My research is purely academic and non-commercial. I aim to publish all my analyses. I would be immensely thankful if someone could help me out, as I’ve been struggling with this for a while already.

-Ruben

axa88 · June 9, 2017, 4:29am

maybe i dont completely understand your post, but if it would help, and you are at all familiar with the mb api:
https://musicbrainz.org/doc/Development/XML_Web_Service/Version_2/Search

if you could form a query with a clear set of valid parameters from any of the valid resources, which you would like searched for, i could give you a url that would return the data that may be available in either xml or json format…

if you need to do much more than that, im afraid you might need a phd in comp sci as well… ive now mapped the entire db, but wiht the current documentation found it quite a challenge.

reosarevok · June 9, 2017, 7:09am

Improvements appreciated!

ruben_sav · June 9, 2017, 1:56pm

Thanks for your response, I’m not familiar with the mb api, but I’ll try to explain myself a little better. I think what I actually want to achieve should be relatively simple, but maybe that’s ignorance from my side.

I think at least part of the data I need already exist as tables in the database. For instance the artist level data I am after, are just a couple of columns of the artist table described in the schema (https://wiki.musicbrainz.org/-/images/5/52/ngs.png). I actually need all rows (so all artists in the database) to be able to match it with other datasets I already acquired, so I don’t think I have to query it but just have to find a way to extract the correct data, preferably in some format that I can easily import in software programs for statistical analysis (csv would be ideal, but I think xml or json should work in principle). If all else fails, even just having these artist level data would be better than nothing for my research.

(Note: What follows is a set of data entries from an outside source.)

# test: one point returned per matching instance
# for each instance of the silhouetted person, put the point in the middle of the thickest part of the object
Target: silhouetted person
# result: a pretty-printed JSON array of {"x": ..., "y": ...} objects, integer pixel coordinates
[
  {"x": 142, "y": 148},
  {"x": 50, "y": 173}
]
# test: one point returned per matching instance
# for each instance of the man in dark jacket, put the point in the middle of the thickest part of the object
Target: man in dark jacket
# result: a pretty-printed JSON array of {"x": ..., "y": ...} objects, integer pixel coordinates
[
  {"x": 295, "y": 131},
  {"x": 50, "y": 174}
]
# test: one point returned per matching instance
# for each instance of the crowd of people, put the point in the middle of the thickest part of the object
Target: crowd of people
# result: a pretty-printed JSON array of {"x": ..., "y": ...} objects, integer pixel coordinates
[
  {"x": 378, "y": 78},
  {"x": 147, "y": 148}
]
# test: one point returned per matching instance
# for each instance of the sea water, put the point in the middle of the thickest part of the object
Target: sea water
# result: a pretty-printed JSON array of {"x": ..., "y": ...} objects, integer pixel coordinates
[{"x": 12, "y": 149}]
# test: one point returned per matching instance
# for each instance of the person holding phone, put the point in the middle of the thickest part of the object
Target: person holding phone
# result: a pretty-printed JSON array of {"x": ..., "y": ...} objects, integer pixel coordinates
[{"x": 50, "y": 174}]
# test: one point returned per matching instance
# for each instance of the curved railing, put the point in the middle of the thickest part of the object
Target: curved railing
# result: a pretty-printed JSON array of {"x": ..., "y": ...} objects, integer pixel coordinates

Ideally though, some information on album and song level would be needed in a way that I can easily link it back with the artist information. Again, I’d like datasets of all albums and all songs if possible to be able to match with existing data. When looking at the schema, there don’t seem to be any pre-existing tables like with the artists so there’d have to be a way to piece the variables I’m after together in tables to accomplish this.

The reason I don’t really want or need to query a set of artists/releases/songs: I will have to match these data with other datasets based on artist/song name. Since this will very often not match exactly, I’d rather get the complete dataset such that I can figure out some string based matching algorithm in the statistical software I’m using. I do have ISRC codes for individual songs, so if I could match songs that way, that would be great.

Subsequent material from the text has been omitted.